Ras explains how he keeps in contact with his African and Rastafarian heritage while living in England.
This story was created at a workshop for young people from St Pauls and Easton who are researching their African heritage. The project is called “Adisa”, a word meaning “Each one to teach one” or “One who makes meanings clear”.
The workshop took place over 3 days at the Full Circle Family Learning Centre in St Pauls and was led by Dani Landau with support from Folake Shoga, Alan Cabey, Michaela Alfred-Kamara, Sylvia Vincent, Aikaterini Gegisian and Paddy Uglow, and Bristol’s Museums, Galleries & Archives.
[African drum plays throughout].
There was no particular time in my life when I thought to myself “I want to learn about my African heritage.” For me, it has been something that I have been naturally born into.

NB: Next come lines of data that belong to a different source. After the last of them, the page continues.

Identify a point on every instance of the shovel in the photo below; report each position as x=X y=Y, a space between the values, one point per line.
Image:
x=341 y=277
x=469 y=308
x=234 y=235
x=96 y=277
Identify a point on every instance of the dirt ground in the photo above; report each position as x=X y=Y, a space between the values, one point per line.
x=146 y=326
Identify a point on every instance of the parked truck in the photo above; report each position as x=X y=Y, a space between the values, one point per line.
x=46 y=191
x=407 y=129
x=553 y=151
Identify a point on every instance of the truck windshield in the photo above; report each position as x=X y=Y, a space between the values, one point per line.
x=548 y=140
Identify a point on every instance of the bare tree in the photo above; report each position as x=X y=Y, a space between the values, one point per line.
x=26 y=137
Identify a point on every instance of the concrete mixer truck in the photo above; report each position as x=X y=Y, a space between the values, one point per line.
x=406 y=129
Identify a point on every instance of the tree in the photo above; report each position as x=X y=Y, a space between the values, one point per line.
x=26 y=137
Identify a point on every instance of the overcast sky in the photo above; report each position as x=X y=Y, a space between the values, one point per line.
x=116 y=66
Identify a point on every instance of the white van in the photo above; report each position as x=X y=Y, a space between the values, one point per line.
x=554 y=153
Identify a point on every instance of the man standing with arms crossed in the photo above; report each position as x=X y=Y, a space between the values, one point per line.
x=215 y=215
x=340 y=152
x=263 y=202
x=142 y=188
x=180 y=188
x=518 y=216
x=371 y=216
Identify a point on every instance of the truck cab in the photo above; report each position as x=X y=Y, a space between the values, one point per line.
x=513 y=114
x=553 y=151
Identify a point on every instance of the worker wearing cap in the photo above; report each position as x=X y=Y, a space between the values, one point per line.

As I was born away from home, my parents well-educated me from birth so I know and understand where I /really am coming from: Africa.
From a very young age, my parents sent me to many African-centred workshops and events, and as I grew to the age of thirteen, I went through a process called the rites of passage, which is a process which helps to prepare each individual to becoming a responsible adult or young man.
Also, I was born into a Rastafarian religion, and we as Rastafarians strongly believe in repatriation of displaced Africans. Therefore, I have /always understood that Africa is the homeland and understand that continually learning about our African heritage is the key, which also helps to free my mind from mental slavery.